Pathophysiology - Gut Garden Gone Wild
- A breakdown in host defenses allows excessive bacterial proliferation (esp. anaerobes, coliforms) in the small bowel, an area that should normally have a low bacterial count.
- Primary Mechanisms:
- ↓ Gastric Acid: Achlorhydria, often from chronic PPI use.
- ↓ Intestinal Motility: Impaired peristaltic "housekeeping" waves (e.g., diabetes, scleroderma, opioids).
- Anatomic Stasis: Surgical blind loops, strictures, or fistulas that create stagnant areas.
⭐ Chronic use of Proton Pump Inhibitors (PPIs) is a major iatrogenic risk factor by suppressing the natural gastric acid barrier against bacterial colonization.
Presentation & Risks - The Usual Suspects
- Clinical Picture: Chronic, non-specific GI symptoms.
- Bloating, excessive flatulence, abdominal pain/cramping.
- Watery diarrhea; may have steatorrhea (foul-smelling, floating stools).
- Unintentional weight loss & signs of malabsorption.
- Key Risk Factors:
- ↓ Motility: Diabetic gastroparesis, scleroderma, intestinal pseudo-obstruction.
- Anatomic: Surgical blind loops (Roux-en-Y), strictures (Crohn's), fistulae, small intestinal diverticula.
- ↓ Acid: Chronic PPI therapy.
- Immune: IgA deficiency, CVID.
⭐ SIBO paradox: Bacteria consume Vitamin B12 leading to deficiency (megaloblastic anemia, neuropathy), but produce folate and Vitamin K, so levels may be normal or high.
Diagnosis - Breath & Beyond
- Gold Standard: Endoscopy with jejunal aspirate culture showing > 10³ CFU/mL (some use 10⁵ CFU/mL).
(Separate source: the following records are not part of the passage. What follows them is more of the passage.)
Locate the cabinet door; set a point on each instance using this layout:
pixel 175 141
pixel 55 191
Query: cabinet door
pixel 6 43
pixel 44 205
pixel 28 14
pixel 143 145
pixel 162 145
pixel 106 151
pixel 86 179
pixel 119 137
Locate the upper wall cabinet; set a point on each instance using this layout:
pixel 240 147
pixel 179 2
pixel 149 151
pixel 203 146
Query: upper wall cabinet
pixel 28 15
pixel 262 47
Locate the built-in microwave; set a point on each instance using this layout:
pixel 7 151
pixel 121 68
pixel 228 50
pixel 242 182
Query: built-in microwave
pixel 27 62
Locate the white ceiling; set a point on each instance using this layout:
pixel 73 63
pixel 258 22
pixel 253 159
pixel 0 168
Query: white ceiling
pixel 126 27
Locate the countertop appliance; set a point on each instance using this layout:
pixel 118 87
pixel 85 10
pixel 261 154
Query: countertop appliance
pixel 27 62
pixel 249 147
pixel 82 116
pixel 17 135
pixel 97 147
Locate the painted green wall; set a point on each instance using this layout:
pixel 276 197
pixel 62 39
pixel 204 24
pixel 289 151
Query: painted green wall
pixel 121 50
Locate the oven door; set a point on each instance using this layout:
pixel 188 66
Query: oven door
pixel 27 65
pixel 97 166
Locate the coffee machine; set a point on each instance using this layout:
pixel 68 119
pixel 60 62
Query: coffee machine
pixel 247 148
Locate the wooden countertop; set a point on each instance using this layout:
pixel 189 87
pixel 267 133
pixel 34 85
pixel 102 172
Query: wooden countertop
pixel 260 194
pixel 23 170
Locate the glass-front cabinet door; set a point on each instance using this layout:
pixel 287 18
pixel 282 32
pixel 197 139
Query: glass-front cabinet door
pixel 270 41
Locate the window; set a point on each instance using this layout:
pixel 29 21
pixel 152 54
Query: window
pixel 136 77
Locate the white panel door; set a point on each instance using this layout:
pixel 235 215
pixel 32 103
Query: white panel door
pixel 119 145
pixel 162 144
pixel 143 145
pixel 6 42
Invasive, rarely the first step.
- Non-Invasive Testing (Preferred): Carbohydrate breath tests.
- Glucose Breath Test (GBT): Detects proximal SIBO. Easier to interpret.
- Lactulose Breath Test (LBT): Can detect more distal SIBO, but higher false-positive rate due to normal colonic fermentation.

⭐ False Positives: A rapid small bowel transit time can cause the lactulose substrate to reach the colon prematurely, leading to a false-positive result that mimics SIBO.
Management - Weeding the Overgrowth
Primary goal: Eradicate bacteria, manage underlying causes, and correct nutritional deficits.
- Antibiotic Therapy (“Weeding”):
- Rifaximin: First-line agent. Dose: 550 mg TID for 14 days. Non-absorbable, acts locally.
- Alternatives: For methane-predominant SIBO or rifaximin failure.
- Neomycin (often with Rifaximin).
- Metronidazole.
- Address Root Cause:
- Treat motility disorders (e.g., gastroparesis).
- Correct anatomical issues (e.g., surgical strictures).
- Review medications (e.g., PPIs, opioids).
- Nutritional Support:
- Supplement Vitamin B12, fat-soluble vitamins (A, D, E), and iron.
- Low FODMAP diet for symptom control.
⭐ Recurrence is common. If symptoms return, consider cyclic antibiotic therapy or using prokinetics (e.g., low-dose erythromycin) to stimulate gut motility and prevent relapse.
High‑Yield Points - ⚡ Biggest Takeaways
- SIBO results from excessive bacteria in the small bowel, typically due to stasis from impaired motility (e.g., diabetes, scleroderma) or anatomic alterations.
- Key symptoms include bloating, flatulence, watery diarrhea, and abdominal pain; severe cases cause malabsorption and steatorrhea.
- Gold standard for diagnosis is a jejunal aspirate culture showing >10^5 CFU/mL, but carbohydrate breath tests (glucose, lactulose) are more common.
- Strongly associated with long-term PPI use, diabetes, and Roux-en-Y gastric bypass.
- Treatment is primarily with antibiotics like rifaximin or neomycin.